Ich kann mir vorstellen, dass dieser Gestus durchaus auch abschrecken kann, aber andererseits erzählt Herzog einfach die besten Geschichten – und hat so viele davon! Am stärksten wird seine erste Autobiographie, wenn Herzog von den nie realisierten Filmen spricht, von diesen vielen Ideen, die wahrscheinlich nicht mehr in sein Leben passen werden. Jeden einzelnen davon würde ich sofort anschauen wollen, egal ob es die immer gleichzeitig sprechenden britischen Zwillinge sind oder der Streifen mit Mike Tyson über alte fränkische Könige!

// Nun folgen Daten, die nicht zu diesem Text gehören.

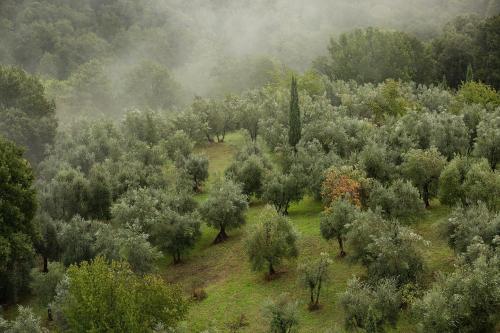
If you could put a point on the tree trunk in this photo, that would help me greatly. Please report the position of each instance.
(425, 195)
(271, 270)
(341, 245)
(316, 304)
(45, 264)
(177, 257)
(221, 236)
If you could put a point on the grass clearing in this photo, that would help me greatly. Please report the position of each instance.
(234, 289)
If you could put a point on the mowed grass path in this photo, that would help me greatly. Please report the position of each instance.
(234, 289)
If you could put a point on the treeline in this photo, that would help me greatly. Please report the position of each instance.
(467, 46)
(109, 199)
(101, 58)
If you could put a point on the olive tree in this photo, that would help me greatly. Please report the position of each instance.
(466, 225)
(175, 233)
(370, 308)
(225, 207)
(399, 200)
(488, 138)
(386, 249)
(270, 241)
(423, 168)
(313, 275)
(335, 220)
(281, 190)
(106, 296)
(43, 284)
(465, 300)
(196, 167)
(282, 314)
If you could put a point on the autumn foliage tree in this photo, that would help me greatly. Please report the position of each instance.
(342, 183)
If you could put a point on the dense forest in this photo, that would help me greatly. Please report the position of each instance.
(249, 166)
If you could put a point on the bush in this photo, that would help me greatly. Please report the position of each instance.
(466, 224)
(110, 297)
(370, 308)
(282, 314)
(400, 200)
(43, 285)
(271, 241)
(25, 322)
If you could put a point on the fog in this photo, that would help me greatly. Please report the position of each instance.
(295, 32)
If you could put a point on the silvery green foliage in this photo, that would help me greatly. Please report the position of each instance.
(466, 300)
(370, 307)
(468, 225)
(488, 138)
(25, 322)
(43, 285)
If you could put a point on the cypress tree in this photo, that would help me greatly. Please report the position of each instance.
(469, 76)
(294, 130)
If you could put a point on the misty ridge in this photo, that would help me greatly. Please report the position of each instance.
(203, 48)
(279, 166)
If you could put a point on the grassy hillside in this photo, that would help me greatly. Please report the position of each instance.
(233, 289)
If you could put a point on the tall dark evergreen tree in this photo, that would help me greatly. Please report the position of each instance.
(469, 77)
(294, 130)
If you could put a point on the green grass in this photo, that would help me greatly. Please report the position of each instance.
(234, 289)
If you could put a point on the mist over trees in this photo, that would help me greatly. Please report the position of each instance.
(155, 155)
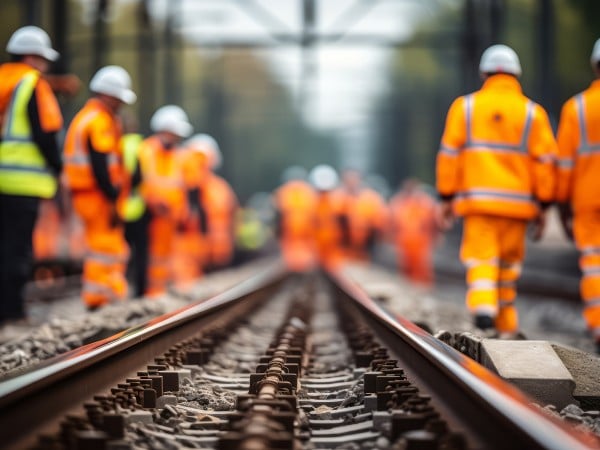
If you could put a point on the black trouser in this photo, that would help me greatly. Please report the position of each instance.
(136, 234)
(17, 219)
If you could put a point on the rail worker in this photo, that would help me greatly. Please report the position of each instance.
(163, 190)
(95, 177)
(414, 229)
(30, 160)
(496, 168)
(578, 186)
(295, 205)
(325, 180)
(364, 216)
(217, 202)
(134, 212)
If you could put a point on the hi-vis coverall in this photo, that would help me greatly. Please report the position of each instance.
(579, 185)
(104, 263)
(163, 190)
(496, 162)
(29, 164)
(296, 202)
(365, 215)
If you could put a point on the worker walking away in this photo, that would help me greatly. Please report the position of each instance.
(29, 159)
(364, 216)
(164, 192)
(134, 212)
(578, 187)
(295, 204)
(414, 229)
(96, 179)
(219, 204)
(496, 169)
(328, 229)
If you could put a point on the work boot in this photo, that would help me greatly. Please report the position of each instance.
(484, 321)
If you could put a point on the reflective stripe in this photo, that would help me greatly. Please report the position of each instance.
(591, 303)
(482, 285)
(471, 262)
(486, 309)
(468, 109)
(449, 151)
(565, 163)
(587, 251)
(478, 145)
(584, 144)
(105, 258)
(491, 194)
(591, 271)
(92, 287)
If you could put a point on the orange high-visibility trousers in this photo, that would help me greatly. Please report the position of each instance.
(106, 250)
(162, 233)
(585, 231)
(189, 255)
(492, 250)
(47, 231)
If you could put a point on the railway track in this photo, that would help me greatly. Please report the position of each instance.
(281, 361)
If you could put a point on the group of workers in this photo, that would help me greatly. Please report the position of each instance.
(152, 203)
(156, 204)
(324, 219)
(500, 168)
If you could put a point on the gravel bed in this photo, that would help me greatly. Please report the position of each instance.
(62, 325)
(442, 308)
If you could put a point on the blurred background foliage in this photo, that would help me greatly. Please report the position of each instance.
(233, 93)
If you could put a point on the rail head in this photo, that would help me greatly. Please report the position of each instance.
(494, 395)
(34, 398)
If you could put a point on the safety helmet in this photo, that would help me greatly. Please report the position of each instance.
(500, 58)
(206, 144)
(173, 119)
(113, 81)
(293, 173)
(595, 56)
(31, 40)
(323, 177)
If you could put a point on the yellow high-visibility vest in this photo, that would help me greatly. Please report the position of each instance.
(23, 168)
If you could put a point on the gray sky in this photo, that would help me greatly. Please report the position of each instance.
(342, 80)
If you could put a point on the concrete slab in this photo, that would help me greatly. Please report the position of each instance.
(532, 366)
(585, 369)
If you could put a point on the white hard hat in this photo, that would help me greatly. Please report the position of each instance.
(500, 58)
(113, 81)
(595, 56)
(206, 144)
(31, 40)
(323, 177)
(173, 119)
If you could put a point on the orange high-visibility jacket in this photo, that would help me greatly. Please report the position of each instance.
(95, 123)
(162, 177)
(579, 150)
(497, 153)
(296, 201)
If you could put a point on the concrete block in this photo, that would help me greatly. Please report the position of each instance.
(533, 367)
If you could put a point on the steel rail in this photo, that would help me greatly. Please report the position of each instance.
(33, 401)
(501, 415)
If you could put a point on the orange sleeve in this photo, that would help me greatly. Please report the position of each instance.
(568, 141)
(104, 135)
(453, 139)
(51, 119)
(543, 150)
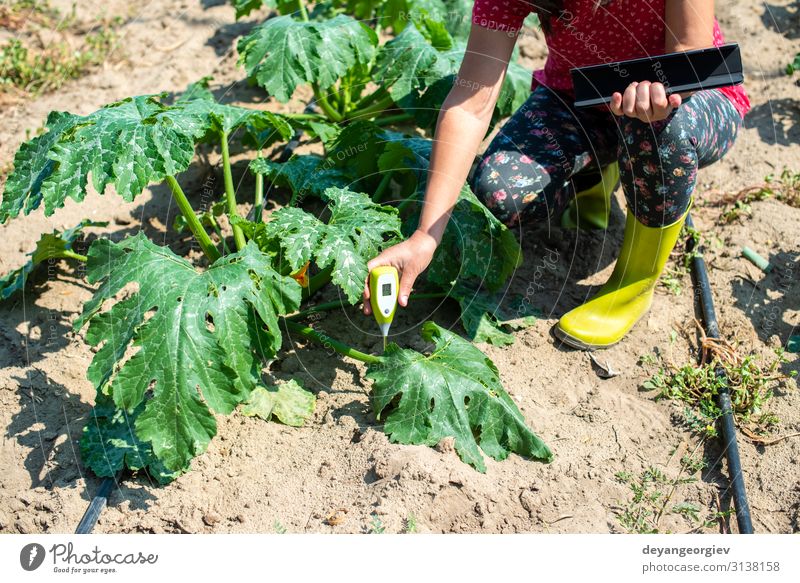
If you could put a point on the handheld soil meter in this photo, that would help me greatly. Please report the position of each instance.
(383, 287)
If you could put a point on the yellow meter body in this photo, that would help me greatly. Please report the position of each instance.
(384, 285)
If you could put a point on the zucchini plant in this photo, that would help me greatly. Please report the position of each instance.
(335, 49)
(178, 341)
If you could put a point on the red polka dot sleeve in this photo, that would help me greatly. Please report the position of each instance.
(500, 14)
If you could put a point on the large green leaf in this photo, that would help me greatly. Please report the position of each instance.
(453, 392)
(245, 7)
(303, 175)
(289, 402)
(127, 144)
(515, 90)
(283, 53)
(50, 246)
(109, 443)
(475, 245)
(199, 338)
(488, 317)
(407, 63)
(23, 189)
(263, 127)
(356, 232)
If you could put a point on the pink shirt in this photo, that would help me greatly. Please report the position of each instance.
(579, 36)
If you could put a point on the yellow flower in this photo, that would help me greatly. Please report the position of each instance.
(301, 275)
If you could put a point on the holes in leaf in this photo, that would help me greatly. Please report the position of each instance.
(255, 278)
(149, 314)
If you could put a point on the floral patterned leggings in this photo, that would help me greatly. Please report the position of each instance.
(528, 171)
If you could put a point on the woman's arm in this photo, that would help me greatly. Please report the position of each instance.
(689, 24)
(462, 123)
(460, 129)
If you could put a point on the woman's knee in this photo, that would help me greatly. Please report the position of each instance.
(658, 168)
(510, 184)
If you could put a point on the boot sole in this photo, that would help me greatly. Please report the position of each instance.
(573, 342)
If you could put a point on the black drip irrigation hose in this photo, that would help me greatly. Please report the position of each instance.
(703, 288)
(100, 500)
(96, 506)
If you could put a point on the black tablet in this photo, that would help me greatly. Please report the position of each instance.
(684, 71)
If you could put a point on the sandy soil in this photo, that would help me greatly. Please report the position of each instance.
(340, 473)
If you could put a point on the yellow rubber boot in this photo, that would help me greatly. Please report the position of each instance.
(591, 207)
(627, 295)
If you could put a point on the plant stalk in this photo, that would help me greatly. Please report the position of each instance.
(396, 118)
(258, 197)
(407, 201)
(70, 254)
(380, 92)
(325, 105)
(327, 341)
(230, 195)
(327, 306)
(303, 11)
(372, 110)
(382, 186)
(192, 221)
(317, 281)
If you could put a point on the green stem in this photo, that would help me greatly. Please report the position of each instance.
(303, 11)
(384, 184)
(258, 198)
(302, 116)
(402, 206)
(390, 119)
(380, 92)
(345, 95)
(70, 254)
(317, 281)
(192, 221)
(325, 340)
(230, 195)
(325, 105)
(328, 306)
(372, 110)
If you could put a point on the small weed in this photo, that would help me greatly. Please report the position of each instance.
(674, 274)
(376, 525)
(749, 384)
(410, 525)
(652, 491)
(737, 206)
(647, 359)
(37, 67)
(737, 212)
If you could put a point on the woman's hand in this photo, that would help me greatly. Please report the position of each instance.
(411, 257)
(645, 101)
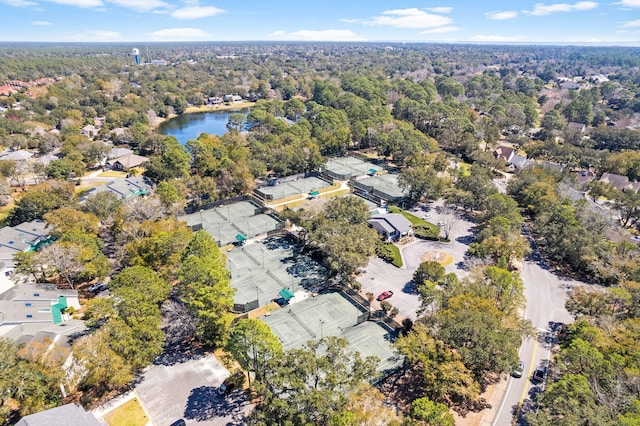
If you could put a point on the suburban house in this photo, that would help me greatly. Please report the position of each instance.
(26, 236)
(19, 155)
(579, 127)
(127, 162)
(68, 415)
(391, 226)
(123, 188)
(519, 161)
(119, 152)
(232, 98)
(89, 131)
(26, 309)
(620, 182)
(504, 152)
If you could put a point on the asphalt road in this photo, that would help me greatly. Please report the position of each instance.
(546, 294)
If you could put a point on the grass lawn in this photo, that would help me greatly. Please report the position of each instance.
(389, 253)
(397, 259)
(128, 414)
(418, 224)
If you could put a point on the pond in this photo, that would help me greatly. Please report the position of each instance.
(189, 126)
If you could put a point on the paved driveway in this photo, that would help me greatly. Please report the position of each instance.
(188, 389)
(381, 276)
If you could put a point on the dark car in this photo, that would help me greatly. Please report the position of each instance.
(97, 287)
(236, 380)
(384, 295)
(539, 375)
(517, 372)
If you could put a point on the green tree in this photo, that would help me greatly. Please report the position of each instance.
(205, 288)
(252, 344)
(310, 386)
(431, 413)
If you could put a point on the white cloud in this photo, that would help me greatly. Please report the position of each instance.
(496, 39)
(441, 9)
(500, 15)
(180, 34)
(196, 12)
(631, 24)
(541, 9)
(440, 30)
(96, 35)
(79, 3)
(18, 3)
(408, 18)
(629, 3)
(321, 35)
(141, 5)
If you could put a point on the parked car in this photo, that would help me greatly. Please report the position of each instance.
(539, 375)
(517, 372)
(236, 380)
(384, 295)
(98, 287)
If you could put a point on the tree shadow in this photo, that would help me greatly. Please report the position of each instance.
(204, 403)
(178, 354)
(410, 288)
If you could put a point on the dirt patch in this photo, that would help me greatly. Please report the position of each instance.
(437, 256)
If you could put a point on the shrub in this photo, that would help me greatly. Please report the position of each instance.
(389, 253)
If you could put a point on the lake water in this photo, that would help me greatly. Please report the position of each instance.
(189, 126)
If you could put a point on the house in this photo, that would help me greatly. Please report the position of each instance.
(28, 308)
(123, 188)
(232, 98)
(19, 155)
(89, 131)
(65, 415)
(579, 127)
(504, 152)
(584, 176)
(391, 226)
(127, 162)
(620, 182)
(119, 152)
(24, 237)
(519, 161)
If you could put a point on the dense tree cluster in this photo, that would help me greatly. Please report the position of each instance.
(595, 375)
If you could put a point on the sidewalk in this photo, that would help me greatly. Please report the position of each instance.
(109, 406)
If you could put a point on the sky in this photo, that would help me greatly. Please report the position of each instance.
(478, 21)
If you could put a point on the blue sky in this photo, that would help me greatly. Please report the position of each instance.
(489, 21)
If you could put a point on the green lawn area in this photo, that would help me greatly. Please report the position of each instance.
(389, 253)
(128, 414)
(421, 228)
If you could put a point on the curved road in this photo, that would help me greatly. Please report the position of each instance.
(546, 294)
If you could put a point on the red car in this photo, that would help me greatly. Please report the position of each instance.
(384, 295)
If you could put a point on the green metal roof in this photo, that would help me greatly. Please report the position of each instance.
(286, 294)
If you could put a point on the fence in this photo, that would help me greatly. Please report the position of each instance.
(193, 209)
(240, 308)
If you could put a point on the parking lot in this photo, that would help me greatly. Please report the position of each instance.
(187, 389)
(382, 276)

„Jeder für sich und Gott gegen alle“ ist dabei weniger schreiend komisch als Michael Cronins phänomenales Interviewbuch mit Herzog („Herzog On Herzog“, hiermit wärmstens empfohlen) und weniger existentialistisch als Herzogs Fitzcarraldo-Tagebuch „Conquest of the Useless“, sondern zugänglicher und auch vielschichtiger. Aber so unterhaltsam, dass ich sofort einen zweiten Band der Herzog’schen Lebensgeschichten lesen würde.
Favourite Quotes:
* Ich halte das 20. Jahrhundert in seiner Gesamtheit für einen Fehler.
* Ich war bei den Dreharbeiten zu „Echos aus einem düsteren Reich“ in der begehbaren Kühlkammer, wo französische Fallschirmeinheiten, als sie [Diktator] Bokassa vertrieben, den halben Innenminister, vielleicht war es auch ein anderer hochrangiger Politiker, tiefgefroren fanden. Er hing dort noch, wie man eine Schweinehälfte an der Ferse aufhängt. Bokassa hatte ihn wegen Hochverrats erschießen lassen und im Anschluss ein Bankett gegeben, bei dem seine Gäste den Innenminister aßen. Weil es aber nur etwa ein Dutzend Gäste waren, entschloss sich der Koch, nur den halben Minister zuzubereiten, die andere Hälfte fror er ein und hob sie auf.